Al concluir el recorrido me he dado cuenta de que soy un auténtico desconocedor de la heterogeneidad y belleza de mi propia región. Ahora entiendo porque tú siempre me insistías que debía conocer en profundidad mi tierra. Sin embargo lo más insólito de todo este viaje Lucía, ha sido que tras finalizarlo aquel lejano pariente se marchó sin dejar rastro alguno. Muchos han sido los intentos de ponerme en contacto con él, pero todos han sido en vano. Algo que no se me borra de la mente es la pasión que él demostraba sentir por las cigüeñas. Solía repetir una y otra vez que le encantaría ser una de ellas para disfrutar desde el cielo de tan bella panorámica.

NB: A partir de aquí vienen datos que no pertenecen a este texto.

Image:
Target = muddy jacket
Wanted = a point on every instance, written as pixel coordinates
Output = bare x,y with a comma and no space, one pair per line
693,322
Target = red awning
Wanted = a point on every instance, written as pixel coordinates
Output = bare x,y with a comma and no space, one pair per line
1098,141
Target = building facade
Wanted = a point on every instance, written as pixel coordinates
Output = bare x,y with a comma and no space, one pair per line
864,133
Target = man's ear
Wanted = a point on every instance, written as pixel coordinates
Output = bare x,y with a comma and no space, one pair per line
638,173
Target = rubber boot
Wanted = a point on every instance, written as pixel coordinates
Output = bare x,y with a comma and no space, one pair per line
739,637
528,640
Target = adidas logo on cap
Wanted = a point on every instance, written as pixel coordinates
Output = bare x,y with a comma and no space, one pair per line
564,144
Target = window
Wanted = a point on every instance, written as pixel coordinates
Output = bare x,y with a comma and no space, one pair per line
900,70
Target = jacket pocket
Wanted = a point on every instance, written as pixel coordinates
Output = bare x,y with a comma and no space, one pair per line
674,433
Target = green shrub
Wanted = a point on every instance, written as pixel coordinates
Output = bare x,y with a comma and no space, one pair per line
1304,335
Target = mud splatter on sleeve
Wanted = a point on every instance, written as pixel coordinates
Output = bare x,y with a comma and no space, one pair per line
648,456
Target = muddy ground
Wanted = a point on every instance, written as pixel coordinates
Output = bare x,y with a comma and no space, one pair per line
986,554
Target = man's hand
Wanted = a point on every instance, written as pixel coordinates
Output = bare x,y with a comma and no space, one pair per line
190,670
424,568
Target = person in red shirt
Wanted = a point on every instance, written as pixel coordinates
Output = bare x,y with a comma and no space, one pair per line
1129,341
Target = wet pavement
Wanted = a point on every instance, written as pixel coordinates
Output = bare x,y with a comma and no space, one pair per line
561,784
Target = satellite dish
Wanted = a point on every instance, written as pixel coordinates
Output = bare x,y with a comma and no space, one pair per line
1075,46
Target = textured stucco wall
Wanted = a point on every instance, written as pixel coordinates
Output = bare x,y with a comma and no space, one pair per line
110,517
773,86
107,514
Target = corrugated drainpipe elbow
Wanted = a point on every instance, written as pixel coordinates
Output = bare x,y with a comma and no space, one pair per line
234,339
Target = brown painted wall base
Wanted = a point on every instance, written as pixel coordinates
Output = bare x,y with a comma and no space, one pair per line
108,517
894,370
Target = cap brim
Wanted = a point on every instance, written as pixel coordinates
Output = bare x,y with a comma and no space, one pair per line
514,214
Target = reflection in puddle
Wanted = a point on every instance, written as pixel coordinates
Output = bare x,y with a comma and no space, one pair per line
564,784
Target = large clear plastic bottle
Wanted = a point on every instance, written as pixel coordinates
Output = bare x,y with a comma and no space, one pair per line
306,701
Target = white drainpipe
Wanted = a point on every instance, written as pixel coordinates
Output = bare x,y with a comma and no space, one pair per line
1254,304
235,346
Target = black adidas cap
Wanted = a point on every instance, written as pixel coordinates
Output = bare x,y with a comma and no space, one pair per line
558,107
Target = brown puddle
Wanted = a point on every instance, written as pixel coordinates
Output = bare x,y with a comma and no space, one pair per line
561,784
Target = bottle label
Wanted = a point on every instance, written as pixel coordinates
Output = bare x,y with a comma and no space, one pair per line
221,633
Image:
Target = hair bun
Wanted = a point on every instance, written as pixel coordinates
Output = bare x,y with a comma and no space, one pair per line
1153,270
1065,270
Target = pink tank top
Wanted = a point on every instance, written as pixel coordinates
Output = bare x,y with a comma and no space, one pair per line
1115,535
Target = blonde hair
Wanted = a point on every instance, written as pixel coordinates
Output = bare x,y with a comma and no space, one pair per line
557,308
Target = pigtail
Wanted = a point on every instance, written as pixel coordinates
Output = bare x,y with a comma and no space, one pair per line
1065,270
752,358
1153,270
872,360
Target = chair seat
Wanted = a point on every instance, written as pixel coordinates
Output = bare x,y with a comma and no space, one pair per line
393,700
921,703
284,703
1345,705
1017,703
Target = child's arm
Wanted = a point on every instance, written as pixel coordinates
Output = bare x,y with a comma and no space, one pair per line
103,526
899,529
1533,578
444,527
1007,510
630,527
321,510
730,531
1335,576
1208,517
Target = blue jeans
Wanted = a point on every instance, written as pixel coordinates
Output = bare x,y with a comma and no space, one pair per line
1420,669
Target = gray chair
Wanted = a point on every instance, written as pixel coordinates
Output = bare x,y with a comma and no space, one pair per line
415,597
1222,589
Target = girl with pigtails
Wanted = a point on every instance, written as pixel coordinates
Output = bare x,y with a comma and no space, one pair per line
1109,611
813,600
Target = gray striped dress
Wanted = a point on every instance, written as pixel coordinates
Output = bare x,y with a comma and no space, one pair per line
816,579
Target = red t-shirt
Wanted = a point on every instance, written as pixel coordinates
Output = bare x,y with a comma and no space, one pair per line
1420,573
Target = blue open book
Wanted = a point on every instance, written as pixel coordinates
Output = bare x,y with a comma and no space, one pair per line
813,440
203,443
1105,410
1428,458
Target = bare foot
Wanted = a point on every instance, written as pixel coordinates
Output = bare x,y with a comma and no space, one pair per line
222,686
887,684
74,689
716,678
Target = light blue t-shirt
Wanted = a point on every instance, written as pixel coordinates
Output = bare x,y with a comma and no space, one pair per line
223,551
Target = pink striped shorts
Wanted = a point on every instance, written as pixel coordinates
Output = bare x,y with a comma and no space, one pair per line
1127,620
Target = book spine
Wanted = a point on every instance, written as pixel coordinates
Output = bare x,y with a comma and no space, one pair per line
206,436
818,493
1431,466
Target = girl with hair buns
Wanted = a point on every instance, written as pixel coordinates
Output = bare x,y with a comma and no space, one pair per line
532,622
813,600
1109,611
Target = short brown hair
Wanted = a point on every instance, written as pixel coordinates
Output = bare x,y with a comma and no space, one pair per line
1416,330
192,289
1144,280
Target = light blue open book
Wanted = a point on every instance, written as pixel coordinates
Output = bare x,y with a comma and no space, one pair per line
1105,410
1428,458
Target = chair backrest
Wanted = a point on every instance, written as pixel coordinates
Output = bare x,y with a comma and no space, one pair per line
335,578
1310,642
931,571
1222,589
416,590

Ayer, cuando te esperaba en la puerta de la iglesia observé a una de ellas circunvolar sobre mí más tiempo de lo usual. Luego apareciste tú, resplandeciente como siempre y luciendo un volátil vestido blanco. Te rodeé con un brazo tu esbelta cintura mientras que con el otro señalaba al cielo para mostrarte el ave en cuestión, pero por alguna razón que no llego a comprender despareció de repente. No obstante me dejó el precioso regalo de una pluma albina que encontré prendida en tu cabello.
Al tiempo que tus labios dibujaban una sutil sonrisa me preguntaste como me había ido el viaje, a lo que te respondí con un suspiro desde lo más profundo de mis entrañas. Por esa razón te escribo esta carta, para contarte a través de papel y pluma lo que la voz y la garganta no han podido hacer.
Y es que Lucía ésta es una tierra de embrujo que hechiza la luz del caminante, región de colores y aromas donde el duende vive en la noche y se desvela hasta la aurora. Esa es Andalucía, lugar de mil rincones y sabores, ladrona de los espíritus de quienes la adoran.